Dutch political scientist

Johan Adam (Hans) de Bruijn (born 1 September 1962) is a Dutch political scientist and Professor of Public Administration at Delft University of Technology, known by his work in the field of process management.

== Life and work ==
Born in Gouda, De Bruijn studied law at Leiden University from 1980 to 1986 and obtained his MA of Dutch Law and his MA of Political Science. In 1986 he started as a PhD student at the Erasmus University Rotterdam, and in 1990 obtained his PhD with thesis, entitled "Economische zaken en economische subsidies: een instrumentele en organisatorische analyse van de toepassing van economische subsidies" (Economic affairs and economic grants: an instrumental and organizational analysis of the application of economic subsidies).

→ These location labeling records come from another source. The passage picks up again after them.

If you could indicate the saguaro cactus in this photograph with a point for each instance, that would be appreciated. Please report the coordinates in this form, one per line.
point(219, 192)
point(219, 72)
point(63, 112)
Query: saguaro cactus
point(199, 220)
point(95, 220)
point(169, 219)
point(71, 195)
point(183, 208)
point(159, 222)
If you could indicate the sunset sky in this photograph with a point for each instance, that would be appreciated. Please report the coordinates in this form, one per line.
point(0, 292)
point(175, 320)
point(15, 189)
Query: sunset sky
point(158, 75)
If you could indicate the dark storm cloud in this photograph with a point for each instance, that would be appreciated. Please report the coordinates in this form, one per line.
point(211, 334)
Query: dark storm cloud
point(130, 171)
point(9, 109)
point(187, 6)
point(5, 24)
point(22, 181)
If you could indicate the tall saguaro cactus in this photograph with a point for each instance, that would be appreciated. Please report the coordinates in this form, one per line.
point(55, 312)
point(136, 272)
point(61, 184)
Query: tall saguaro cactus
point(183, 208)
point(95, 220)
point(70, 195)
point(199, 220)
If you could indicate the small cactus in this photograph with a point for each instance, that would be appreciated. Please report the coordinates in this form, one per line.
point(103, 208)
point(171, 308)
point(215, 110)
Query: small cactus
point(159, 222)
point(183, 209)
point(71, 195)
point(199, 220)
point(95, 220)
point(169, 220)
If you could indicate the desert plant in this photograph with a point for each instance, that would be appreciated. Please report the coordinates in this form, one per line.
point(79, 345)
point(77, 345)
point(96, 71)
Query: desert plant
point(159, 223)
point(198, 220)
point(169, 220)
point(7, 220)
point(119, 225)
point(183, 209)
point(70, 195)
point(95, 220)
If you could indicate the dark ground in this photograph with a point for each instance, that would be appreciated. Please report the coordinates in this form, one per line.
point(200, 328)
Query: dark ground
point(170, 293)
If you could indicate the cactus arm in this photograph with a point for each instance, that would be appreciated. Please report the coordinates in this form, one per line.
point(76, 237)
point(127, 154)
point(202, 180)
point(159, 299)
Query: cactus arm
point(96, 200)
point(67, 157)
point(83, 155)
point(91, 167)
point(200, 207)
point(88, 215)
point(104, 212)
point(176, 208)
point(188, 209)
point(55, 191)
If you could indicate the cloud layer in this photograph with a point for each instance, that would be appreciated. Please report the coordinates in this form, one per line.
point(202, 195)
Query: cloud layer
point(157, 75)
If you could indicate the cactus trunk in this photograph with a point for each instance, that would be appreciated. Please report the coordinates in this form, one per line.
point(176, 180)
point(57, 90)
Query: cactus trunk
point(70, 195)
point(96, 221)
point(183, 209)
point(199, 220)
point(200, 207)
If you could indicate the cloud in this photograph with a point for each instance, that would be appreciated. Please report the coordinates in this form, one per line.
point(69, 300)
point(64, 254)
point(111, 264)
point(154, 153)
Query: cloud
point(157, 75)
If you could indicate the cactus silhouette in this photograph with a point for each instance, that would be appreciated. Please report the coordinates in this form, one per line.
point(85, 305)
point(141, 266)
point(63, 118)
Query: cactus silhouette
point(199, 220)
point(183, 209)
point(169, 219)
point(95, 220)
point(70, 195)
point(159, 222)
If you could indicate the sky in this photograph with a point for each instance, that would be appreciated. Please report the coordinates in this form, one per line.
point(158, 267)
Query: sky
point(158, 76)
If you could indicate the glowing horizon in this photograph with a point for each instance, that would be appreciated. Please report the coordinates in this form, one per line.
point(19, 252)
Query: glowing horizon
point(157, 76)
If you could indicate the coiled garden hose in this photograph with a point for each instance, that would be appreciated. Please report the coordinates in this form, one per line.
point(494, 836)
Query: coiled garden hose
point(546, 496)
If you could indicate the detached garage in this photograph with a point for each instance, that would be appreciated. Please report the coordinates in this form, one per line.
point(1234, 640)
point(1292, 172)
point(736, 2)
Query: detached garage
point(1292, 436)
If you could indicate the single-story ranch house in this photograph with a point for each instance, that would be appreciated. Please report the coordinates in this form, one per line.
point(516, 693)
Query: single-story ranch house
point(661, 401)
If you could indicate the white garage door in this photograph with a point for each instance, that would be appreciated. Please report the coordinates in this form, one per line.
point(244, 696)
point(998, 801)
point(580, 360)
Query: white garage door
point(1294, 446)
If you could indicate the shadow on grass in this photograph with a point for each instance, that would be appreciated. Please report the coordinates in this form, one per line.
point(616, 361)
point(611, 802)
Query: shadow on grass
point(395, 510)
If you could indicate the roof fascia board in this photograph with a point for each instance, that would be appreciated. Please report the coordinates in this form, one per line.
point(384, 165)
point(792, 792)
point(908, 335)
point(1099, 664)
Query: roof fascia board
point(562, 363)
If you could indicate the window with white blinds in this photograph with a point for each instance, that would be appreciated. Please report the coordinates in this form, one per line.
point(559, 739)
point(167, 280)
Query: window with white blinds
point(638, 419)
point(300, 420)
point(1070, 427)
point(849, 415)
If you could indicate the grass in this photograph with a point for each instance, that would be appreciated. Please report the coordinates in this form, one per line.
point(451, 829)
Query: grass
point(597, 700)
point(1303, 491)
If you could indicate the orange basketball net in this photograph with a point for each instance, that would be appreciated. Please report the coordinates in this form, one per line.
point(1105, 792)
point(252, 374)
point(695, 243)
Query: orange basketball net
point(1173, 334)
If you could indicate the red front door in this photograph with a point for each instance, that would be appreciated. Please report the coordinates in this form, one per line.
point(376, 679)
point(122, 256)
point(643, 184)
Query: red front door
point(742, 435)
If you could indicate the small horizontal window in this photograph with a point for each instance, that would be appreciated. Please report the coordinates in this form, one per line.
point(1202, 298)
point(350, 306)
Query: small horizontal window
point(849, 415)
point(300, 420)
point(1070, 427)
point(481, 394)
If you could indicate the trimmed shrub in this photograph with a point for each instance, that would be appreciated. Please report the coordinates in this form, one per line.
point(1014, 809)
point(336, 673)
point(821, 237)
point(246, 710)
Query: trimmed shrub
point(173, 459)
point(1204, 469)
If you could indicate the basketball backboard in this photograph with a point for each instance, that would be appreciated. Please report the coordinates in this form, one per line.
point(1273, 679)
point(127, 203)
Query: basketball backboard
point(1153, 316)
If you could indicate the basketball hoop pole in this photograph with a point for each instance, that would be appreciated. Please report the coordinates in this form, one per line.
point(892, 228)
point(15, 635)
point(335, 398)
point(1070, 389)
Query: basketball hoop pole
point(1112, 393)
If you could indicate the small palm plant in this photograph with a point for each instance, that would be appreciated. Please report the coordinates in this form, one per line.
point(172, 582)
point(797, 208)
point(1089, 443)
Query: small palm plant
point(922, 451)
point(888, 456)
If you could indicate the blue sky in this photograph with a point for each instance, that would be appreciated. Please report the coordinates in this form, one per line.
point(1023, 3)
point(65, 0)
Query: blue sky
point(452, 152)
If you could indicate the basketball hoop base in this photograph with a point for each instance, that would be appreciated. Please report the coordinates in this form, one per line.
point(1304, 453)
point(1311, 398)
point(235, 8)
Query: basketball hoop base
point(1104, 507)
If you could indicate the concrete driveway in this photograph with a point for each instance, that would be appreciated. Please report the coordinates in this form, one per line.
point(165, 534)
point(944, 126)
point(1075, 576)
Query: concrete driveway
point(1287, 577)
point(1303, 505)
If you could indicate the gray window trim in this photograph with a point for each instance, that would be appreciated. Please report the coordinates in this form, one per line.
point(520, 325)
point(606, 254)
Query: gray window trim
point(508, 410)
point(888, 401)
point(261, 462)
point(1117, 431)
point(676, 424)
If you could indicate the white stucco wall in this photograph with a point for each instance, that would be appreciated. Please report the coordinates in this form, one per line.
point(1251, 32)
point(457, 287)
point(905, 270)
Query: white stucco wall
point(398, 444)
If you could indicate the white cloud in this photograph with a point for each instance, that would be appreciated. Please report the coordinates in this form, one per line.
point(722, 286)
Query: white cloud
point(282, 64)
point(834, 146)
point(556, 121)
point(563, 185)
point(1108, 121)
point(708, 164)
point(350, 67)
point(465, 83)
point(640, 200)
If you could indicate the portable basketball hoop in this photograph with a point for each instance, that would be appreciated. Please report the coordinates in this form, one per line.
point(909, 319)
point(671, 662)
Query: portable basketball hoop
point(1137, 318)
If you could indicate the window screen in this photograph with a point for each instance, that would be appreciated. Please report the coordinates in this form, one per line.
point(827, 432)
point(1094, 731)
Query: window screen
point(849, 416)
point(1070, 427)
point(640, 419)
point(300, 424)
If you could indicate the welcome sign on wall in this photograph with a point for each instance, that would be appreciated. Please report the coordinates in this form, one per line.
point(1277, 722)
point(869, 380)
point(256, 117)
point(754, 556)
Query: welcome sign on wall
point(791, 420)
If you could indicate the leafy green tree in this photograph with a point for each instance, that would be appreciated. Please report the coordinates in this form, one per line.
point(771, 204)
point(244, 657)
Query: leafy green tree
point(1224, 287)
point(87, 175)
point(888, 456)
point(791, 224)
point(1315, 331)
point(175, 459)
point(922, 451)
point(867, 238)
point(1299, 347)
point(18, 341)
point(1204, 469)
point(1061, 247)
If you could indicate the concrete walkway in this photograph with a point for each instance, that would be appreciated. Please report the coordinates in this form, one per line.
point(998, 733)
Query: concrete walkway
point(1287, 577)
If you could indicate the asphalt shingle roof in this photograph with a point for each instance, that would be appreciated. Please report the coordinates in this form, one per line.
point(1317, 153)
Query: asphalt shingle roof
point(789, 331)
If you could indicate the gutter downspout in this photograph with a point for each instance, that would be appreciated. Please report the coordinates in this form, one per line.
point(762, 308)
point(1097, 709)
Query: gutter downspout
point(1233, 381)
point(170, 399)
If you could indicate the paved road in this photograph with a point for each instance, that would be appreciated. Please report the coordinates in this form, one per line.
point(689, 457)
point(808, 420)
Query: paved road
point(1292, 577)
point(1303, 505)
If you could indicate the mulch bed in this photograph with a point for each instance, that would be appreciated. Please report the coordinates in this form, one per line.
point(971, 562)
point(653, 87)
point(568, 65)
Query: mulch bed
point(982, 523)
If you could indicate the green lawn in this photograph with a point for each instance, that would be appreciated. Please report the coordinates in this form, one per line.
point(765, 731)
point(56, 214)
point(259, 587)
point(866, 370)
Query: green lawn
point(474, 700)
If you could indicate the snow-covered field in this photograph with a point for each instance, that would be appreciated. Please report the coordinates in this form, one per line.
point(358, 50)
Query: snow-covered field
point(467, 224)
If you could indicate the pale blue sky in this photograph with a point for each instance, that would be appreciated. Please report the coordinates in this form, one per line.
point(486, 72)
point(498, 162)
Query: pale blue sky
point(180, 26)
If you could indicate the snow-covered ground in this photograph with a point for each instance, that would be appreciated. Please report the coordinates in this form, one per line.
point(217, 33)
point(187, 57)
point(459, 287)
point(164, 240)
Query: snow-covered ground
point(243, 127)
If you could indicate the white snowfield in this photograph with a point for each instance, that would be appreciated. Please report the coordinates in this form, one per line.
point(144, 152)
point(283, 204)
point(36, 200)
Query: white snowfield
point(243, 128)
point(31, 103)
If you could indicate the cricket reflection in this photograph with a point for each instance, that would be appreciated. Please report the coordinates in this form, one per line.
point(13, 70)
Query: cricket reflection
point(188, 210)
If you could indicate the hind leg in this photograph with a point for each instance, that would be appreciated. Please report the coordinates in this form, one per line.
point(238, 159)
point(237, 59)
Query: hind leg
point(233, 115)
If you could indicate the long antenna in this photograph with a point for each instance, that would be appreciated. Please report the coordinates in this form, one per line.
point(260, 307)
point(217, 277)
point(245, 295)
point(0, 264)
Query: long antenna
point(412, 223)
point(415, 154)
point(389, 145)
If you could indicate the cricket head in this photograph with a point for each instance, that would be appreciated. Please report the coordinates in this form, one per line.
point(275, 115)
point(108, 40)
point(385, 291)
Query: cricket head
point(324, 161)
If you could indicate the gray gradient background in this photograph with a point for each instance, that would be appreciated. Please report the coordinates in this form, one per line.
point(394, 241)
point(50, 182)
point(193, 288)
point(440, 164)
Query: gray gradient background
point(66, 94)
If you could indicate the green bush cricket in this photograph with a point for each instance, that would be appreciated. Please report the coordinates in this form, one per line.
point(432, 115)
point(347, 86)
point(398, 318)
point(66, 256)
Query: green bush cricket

After his graduation De Bruijn started his academic at the Faculty of Technology, Policy and Management of the Delft University of Technology. Since 1998 he is professor of Public Administration, and chairs the section Policy, Organizations, Law & Gaming with Ernst ten Heuvelhof and Helen Stout. In co-operation with Wil Thissen he is involved in research of multi-actor systems. Since 2004 is he affiliated with the Dutch School for Public Administration in The Hague, and since 2008 to the Netherlands Institute for City Innovation Studies.

The Bruijns research interests are in the field of the management and the steering of complex decision-making processes in the public sector.

== Selected publications ==
- Bruijn, Johan Adam, and Ernst Frederik Heuvelhof. Networks and decision making. Lemma, 2000.
- De Bruijn, Hans. Managing Performance in the Public Sector. Routledge, 2001; 2nd ed. 2007 ISBN 978-0415300384.
- De Bruijn, Hans, ten Heuvelhof, Ernst, Roel in 't Veld. Process management why project management fails in complex decision making processes. Boston, MA: Kluwer, 2002.
- Van Wendel de Joode, Ruben, J. A. De Bruijn, and M. J. G. Van Eeten. Protecting the Virtual Commons; Self-organizing open source communities and innovative intellectual property regimes. Information Technology & Law Series, TMC Asser Press, The Hague (2003).
Articles, a selection:
- De Bruijn, Hans, and Ernst ten Heuvelhof. "Policy analysis and decision making in a network: how to improve the quality of analysis and the impact on decision making." Impact Assessment and Project Appraisal 20.4 (2002): 232–242.